# Forecast: exceedance - Loire
***

**Author**: Chus Casado<br>
**Date**: 27-01-2023<br>

**Introduction**:<br>


**Questions**:<br>


**Tasks to do**:<br>

**Interesting links**<br>
[Pythonic way to perform statistics across multiple variables with Xarray](https://towardsdatascience.com/pythonic-way-to-perform-statistics-across-multiple-variables-with-xarray-d0221c78e34a)

In [1]:
import os
path_root = os.getcwd()
import glob
import numpy as np
import pandas as pd
import xarray as xr
from datetime import datetime, timedelta

import warnings
warnings.filterwarnings("ignore")

os.chdir('../py/')
from notifications import *
os.chdir(path_root)

## 1 Data

In [2]:
catchment = 'Loire'

### 1.1 Stations 

In [3]:
# load selected points
stations = pd.read_csv(f'results/{catchment}/points_selected.csv', index_col='station_id')
print('no. stations:\t{0}'.format(stations.shape[0]))

no. stations:	27


### 1.2 Discharge forecast

#### List available data

In [6]:
path_forecast = 'E:/casadje/Documents/skill_assessment/data/CDS/forecast/'

models = ['COS', 'DWD', 'EUD', 'EUE']

In [7]:
# list files
fore_files = {model: [] for model in models}
for year in [2020, 2021, 2022]:
    for month in range(1, 13):    
        # list files
        for model in models:
            fore_files[model] += glob.glob(f'{path_forecast}{model}/{year}/{month:02d}/*.nc')

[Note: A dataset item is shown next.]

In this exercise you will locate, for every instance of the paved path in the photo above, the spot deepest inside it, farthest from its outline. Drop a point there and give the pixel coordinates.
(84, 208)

# count files and check if all are avaible
n_files = pd.Series(data=[len(fore_files[model]) for model in models], index=models)

# list of forecast from the beginning to the end of the data
start, end = datetime(1900, 1, 1), datetime(2100, 1, 1)
for model in models:
    st, en = [datetime.strptime(fore_files[model][step][-13:-3], '%Y%m%d%H') for step in [0, -1]]
    start = max(st, start)
    end = min(en, end)
dates = pd.date_range(start, end, freq='12h')

# find missing files
if any(n_files != len(dates)):
    missing = {}
    for model in models:
        filedates = [datetime.strptime(file[-13:-3], '%Y%m%d%H') for file in fore_files[model]]    
        missing[model] = [date for date in dates if date not in filedates]
    print('mising files:', missing)

# trim files to the period where all models are available
for model in models:
    fore_files[model] = [file for file in fore_files[model] if start <= datetime.strptime(file[-13:-3], '%Y%m%d%H') <= end]
    print('{0}:\t{1} files'.format(model, len(fore_files[model])))

mising files: {'COS': [], 'DWD': [], 'EUD': [], 'EUE': []}
COS:	730 files
DWD:	730 files
EUD:	730 files
EUE:	730 files


## 2 Analysis

### 2.1 Reforecast data: exceedance probability

This section will iteratively (station by station) load all the available forecast and compute the probability of exceeding the discharge threshold for each of the meteorological forcings. The result will be a NetCDF file for each station that contains the exceedance probability. These files will be later used in the skill assessment.

In [8]:
n_stations = stations.shape[0]
path = f'../data/exceedance/forecast/'

for i, stn in enumerate(stations.index):    
    
    file = f'{stn:04d}.nc'
    if file in os.listdir(path):
        print(f'File {file} already exists')
        continue
            
    dct = {}
    for model in models:
        
        print(f'Station {stn:>4d} ({i+1:>4d} of {n_stations:>4d}) - {model}', end='\r')
        
        # compute exceedance of discharge threshold
        exceedance = compute_exceedance(fore_files[model], str(stn), stations.loc[stn, 'rl5'])
        # limit to 10 days leadtime
        if len(exceedance.leadtime) > 40:
            exceedance = exceedance.isel(leadtime=slice(0, 40))
        # if probabilistic, compute probability of exceedance
        if 'member' in exceedance.dims:
            dct[model] = exceedance.mean('member')
        else:
            dct[model] = exceedance
    
    # convert exceedance data into a Dataset
    ds = xr.Dataset(dct, coords={'forecast': dct['EUE'].forecast, 'leadtime': dct['EUE'].leadtime})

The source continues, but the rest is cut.